The tally of incidents at the campground grows day by day, both in number and severity: Bears raiding campers’ tents, followed by four bears being killed — then a fifth, with more likely to follow. ‘Deplorable’ conditions. Acts of violence. A near-total lack of security and other important services on-site. An overdose death. And, on Wednesday, a shooting in the midst of the camp that left two people, one a police officer, seriously wounded.
By almost all measures, the slapdash campground experiment has been an abject failure, and its toll is beginning to be measured in lives. If the city doesn’t make some big changes soon, that toll will climb.

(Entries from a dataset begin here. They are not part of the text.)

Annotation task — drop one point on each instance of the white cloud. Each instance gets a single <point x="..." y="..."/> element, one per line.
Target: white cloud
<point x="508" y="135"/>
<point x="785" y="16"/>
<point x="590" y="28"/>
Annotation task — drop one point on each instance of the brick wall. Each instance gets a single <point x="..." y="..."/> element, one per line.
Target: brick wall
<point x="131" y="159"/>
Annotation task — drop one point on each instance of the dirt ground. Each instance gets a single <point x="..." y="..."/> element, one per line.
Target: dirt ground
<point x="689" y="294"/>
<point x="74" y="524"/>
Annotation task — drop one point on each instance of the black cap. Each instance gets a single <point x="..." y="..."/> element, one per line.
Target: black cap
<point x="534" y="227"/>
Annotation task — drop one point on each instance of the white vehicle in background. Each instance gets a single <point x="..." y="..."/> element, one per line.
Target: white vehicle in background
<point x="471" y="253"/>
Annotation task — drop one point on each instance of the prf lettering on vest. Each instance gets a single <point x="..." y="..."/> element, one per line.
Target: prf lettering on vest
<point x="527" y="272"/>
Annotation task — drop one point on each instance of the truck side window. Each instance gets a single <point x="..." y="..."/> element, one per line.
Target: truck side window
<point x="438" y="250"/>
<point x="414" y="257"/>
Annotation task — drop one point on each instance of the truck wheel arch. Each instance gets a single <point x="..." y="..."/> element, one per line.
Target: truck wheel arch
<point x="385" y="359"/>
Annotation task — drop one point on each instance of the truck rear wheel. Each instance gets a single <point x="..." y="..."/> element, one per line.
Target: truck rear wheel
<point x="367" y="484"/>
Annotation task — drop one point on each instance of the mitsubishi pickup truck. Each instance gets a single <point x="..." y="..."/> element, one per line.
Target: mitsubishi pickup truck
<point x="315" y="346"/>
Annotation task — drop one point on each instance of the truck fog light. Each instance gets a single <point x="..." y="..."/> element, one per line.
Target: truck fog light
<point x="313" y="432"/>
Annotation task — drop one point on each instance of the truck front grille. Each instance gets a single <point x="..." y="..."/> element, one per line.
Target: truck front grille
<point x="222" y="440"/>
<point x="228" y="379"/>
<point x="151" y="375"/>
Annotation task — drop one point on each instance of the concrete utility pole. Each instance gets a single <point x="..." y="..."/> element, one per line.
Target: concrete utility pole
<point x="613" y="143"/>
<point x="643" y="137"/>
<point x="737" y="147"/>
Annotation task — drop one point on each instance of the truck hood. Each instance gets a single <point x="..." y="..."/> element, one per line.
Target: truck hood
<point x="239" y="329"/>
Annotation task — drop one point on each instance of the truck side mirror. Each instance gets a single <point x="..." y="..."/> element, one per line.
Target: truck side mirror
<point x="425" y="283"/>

The most bizarre and clearly false response to the Centennial Campground situation is the insistence by Mayor Dave Bronson and his administration that the mass campsite is not a part of the municipality’s homeless response. It’s a response that would be laughable if it weren’t deadly serious: Of course the campground is part of the municipality’s homeless response. Greenbelt campers who were pushed out of their scattered sites were told to go there and given coupons to do so. Municipal employees helped transport their belongings. The municipality shuttled campers there on buses. Sixty-eight people left without shelter when the Sullivan closed were told Centennial Campground was an alternative.
The only support for the administration’s claim is the fact that the municipality is intentionally withholding services from the campground that were present at Sullivan Arena — an arrangement that is becoming unconscionable. Without reliable security or medical services present, nonprofits such as the Anchorage Coalition to End Homelessness have said they don’t believe the campground can be made safe for campers or service workers.
In stark contrast to the municipal administration’s shirking responsibility for the campground, Anchorage residents have stepped up into the vacuum to try to provide services that will help campers maintain their health and dignity. This ad hoc effort has included Bean’s Café bringing in prepared meals, the Salvation Army providing logistical support, community members coming together to package snacks and donated camping equipment at Mad Myrna’s, as well as the many volunteers who have given time and material support on-site at the campground.
But the bottom line is that none of these efforts will ultimately be able to provide a long-term solution that gets campers out of way before they fall afoul of the dangers of outdoor living, by the time the weather turns cold, if not before.
First, the municipal administration must own up to the fact that Centennial Campground is a central part of its homeless plan in the short term, and provide the necessary services to make the campground safe for those who are staying there in the absence of permanent housing. And Mayor Dave Bronson needs to clearly articulate his vision for getting the hundreds of outdoor campers placed in indoor shelter by the time winter comes. Squabbles over funding sources and the use of particular facilities must not delay action to keep Anchorage’s most vulnerable residents safe.
On the campaign trail, Bronson promised that unhoused people freezing to death in winter would be unacceptable on his watch. He should adopt a similar attitude toward deaths in summer and get real about his administration’s responsibility for the many people who are currently warehoused among the bears at Centennial Campground.